Poëzie als middel tot herstel, deel 2

 

Poëzie is voor Angelique, geestelijk verzorger van beroep, bij uitstek een taal waarmee een diepere laag van de mens wordt aangesproken en waarmee uitdrukking wordt gegeven aan het diepste mens-zijn. Dat veel cliënten én medewerkers hier naar op zoek zijn, bleek wel tijdens de grote hoeveelheid ingezonden gedichten tijdens het poëziefestival dat in 2017 en 2019 werd georganiseerd. In het tweede deel van dit tweeluik een interview met Angelique Rijlaarsdam, om hier verder op door te praten en te horen op welke manier zij poëzie betrekt bij haar werk. Het eerste deel, Poëzie als middel tot herstel (https://www.ggztotaal.nl/nw-29166-7-3840524/nieuws/met_een_gedicht_kom_je_verder.html?page=1), verscheen twee weken geleden.

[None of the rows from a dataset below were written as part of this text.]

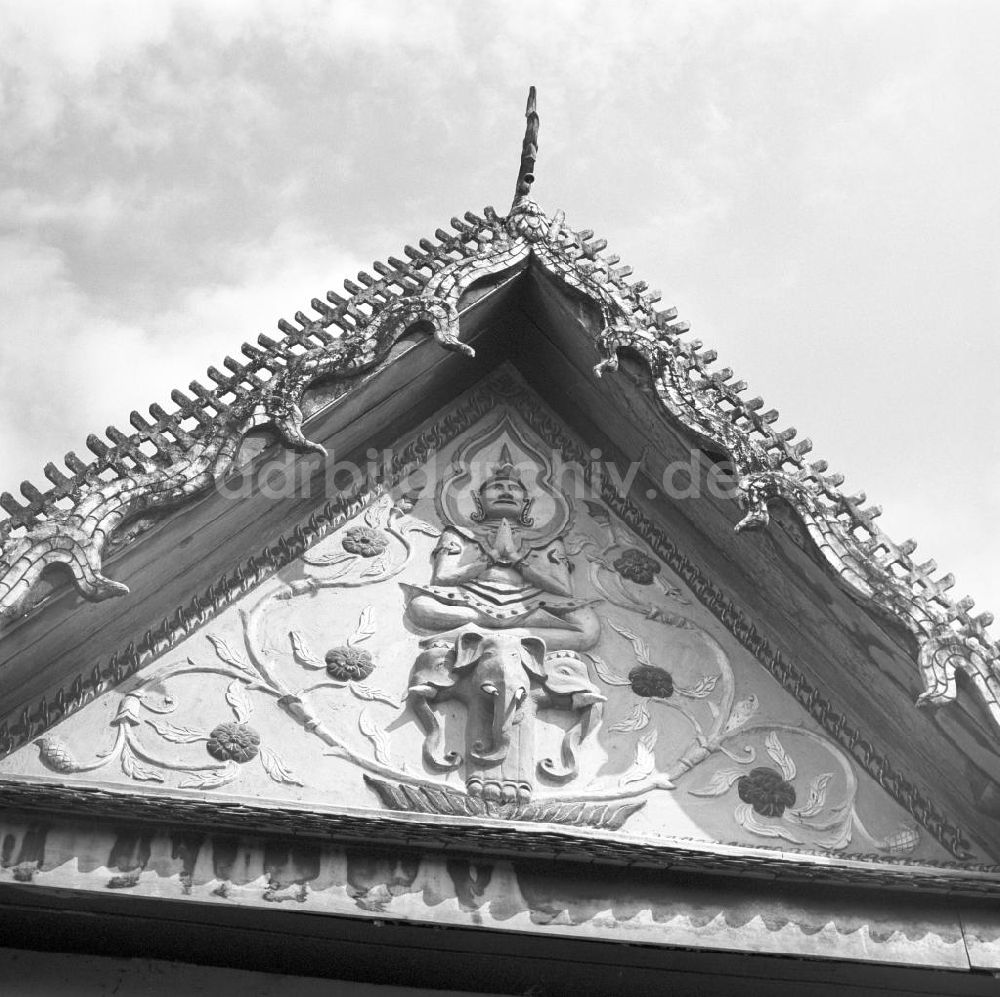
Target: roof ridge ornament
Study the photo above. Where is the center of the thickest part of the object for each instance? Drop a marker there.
(529, 153)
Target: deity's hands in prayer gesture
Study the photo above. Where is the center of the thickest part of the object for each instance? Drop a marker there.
(494, 579)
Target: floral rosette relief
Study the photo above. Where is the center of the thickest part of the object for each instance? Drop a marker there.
(495, 647)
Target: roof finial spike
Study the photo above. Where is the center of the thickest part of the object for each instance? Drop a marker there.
(529, 150)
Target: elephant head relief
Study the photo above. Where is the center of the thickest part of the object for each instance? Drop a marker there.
(503, 679)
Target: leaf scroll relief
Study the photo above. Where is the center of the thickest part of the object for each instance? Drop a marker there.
(646, 686)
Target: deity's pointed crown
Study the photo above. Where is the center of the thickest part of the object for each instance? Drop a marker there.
(504, 470)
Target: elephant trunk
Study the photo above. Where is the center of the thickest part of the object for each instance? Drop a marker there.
(507, 712)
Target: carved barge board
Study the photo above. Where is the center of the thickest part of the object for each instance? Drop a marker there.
(784, 738)
(196, 545)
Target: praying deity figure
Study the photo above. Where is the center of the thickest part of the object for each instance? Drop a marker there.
(492, 577)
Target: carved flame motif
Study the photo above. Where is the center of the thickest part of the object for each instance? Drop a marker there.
(498, 647)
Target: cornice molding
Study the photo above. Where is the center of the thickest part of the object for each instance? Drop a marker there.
(499, 388)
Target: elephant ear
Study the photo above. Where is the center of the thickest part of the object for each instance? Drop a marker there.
(566, 674)
(533, 655)
(467, 649)
(433, 668)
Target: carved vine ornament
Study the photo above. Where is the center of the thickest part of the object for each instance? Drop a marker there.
(506, 633)
(182, 454)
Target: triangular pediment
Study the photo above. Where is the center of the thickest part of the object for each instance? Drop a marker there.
(549, 655)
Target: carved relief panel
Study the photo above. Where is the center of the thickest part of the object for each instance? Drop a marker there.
(486, 640)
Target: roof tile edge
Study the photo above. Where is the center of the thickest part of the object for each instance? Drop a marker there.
(196, 444)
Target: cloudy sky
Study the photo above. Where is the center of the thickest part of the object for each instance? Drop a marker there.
(813, 185)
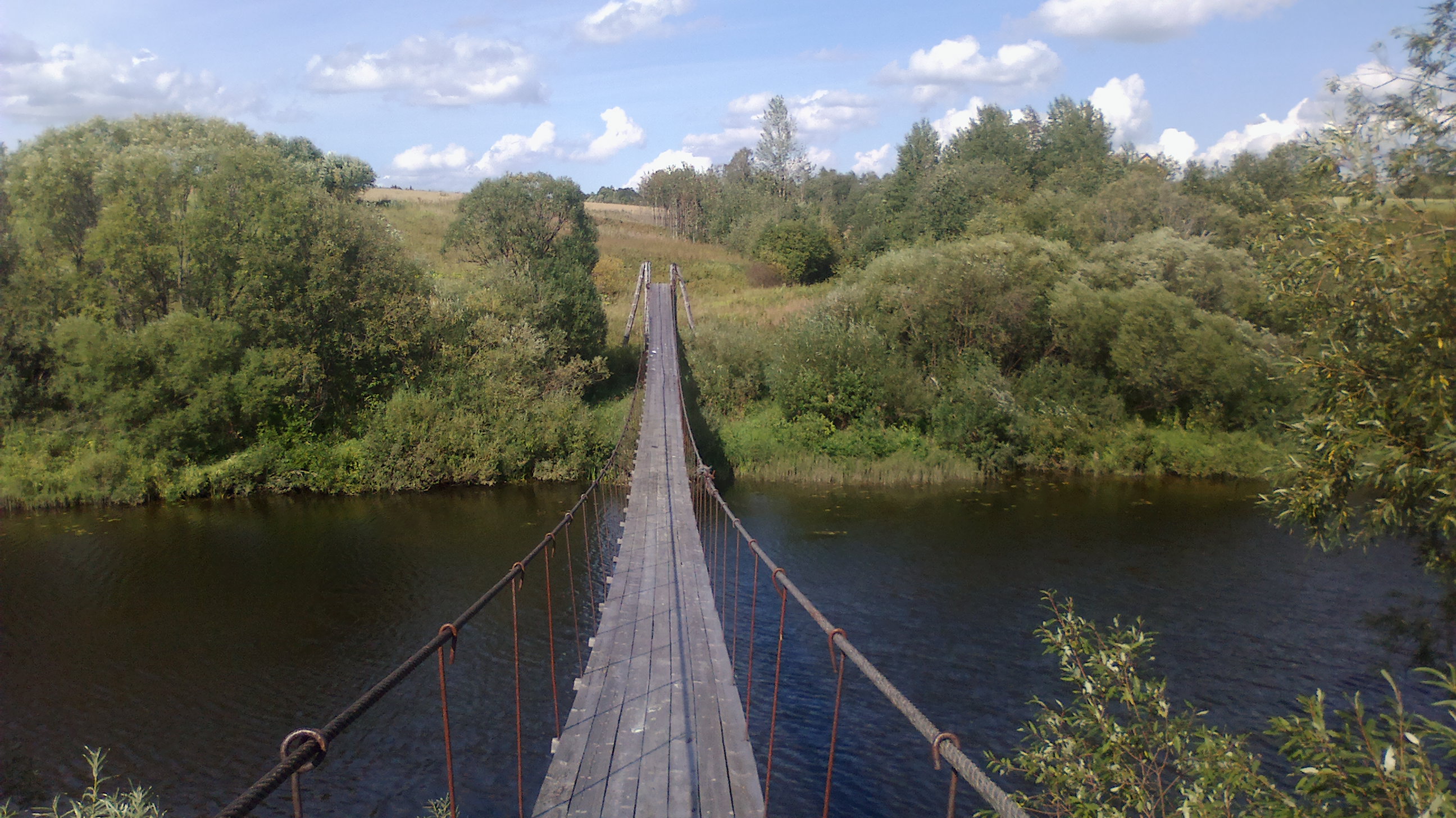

Al zo’n dertien jaar is Angelique geestelijk verzorger bij ggz instelling Parnassia Noord-Holland. Het werkveld van geestelijk verzorger ziet ze als een vrij vak, omdat het ruimte biedt om over zingeving en te spreken. Ze studeerde Theologie en Nederlands en is predikant. In het vak van geestelijk verzorger komt de liefde voor taal en zingeving samen. ‘In groepen gebruik ik regelmatig poëzie en verhalen om een gesprek mee te beginnen. Ik gebruik het als spiegel en om cliënten door een woord te laten raken en daarover in gesprek te gaan.’ Ook in individuele gesprekken komt poëzie terug: het snijdt namelijk iets anders aan dan het functionele. Het probeert te zoeken naar iets wat dat ontstijgt. ‘Je bent zoveel meer wat je mens maakt, buiten je psychische kwetsbaarheid om’, vertelt Angelique. ‘Poëzie biedt andere openingen voor gesprek.’

Poëzie als katalysator

Hoe merk je nu eigenlijk dat poëzie bij cliënten aansluit? Angelique: ‘Ik merk dat ik het fijn vind dat ik verhalen en poëzie tot mijn beschikking heb. Als iemand vertelt waar hij mee aan het worstelen is, dan breng ik soms een frase van een gedicht in tijdens het gesprek. Soms kan het iemand op andere gedachten en perspectieven brengen of tot troost zijn om te weten dat hij niet de enige is.’
Ze ziet dat poëzie eigenlijk werkt als een katalysator om bij iemands drijfveren en eigenheid te komen. Het is taal die recht wil doen aan wat de mens tot mens maakt, met en voorbij de kwetsbaarheid en verstoring waar iemand last van heeft. Dat gaat soms over wezenlijk iets anders dan wat cliënten over het algemeen met hun behandelaren bespreken. ‘Mensen ontdekken bijvoorbeeld in een zingevingsgroep vaak dat anderen met vergelijkbare dingen bezig zijn en veel van elkaar kunnen leren als het gaat om thema’s als eenzaamheid, veerkracht, schaamte en vertrouwen.’ Door de ogen van een dichter wil Angelique ze meenemen en onderzoeken hoe deze thema’s er voor hen kunnen uitzien. Taal is dan een instrument om iets tot uiting te kunnen brengen.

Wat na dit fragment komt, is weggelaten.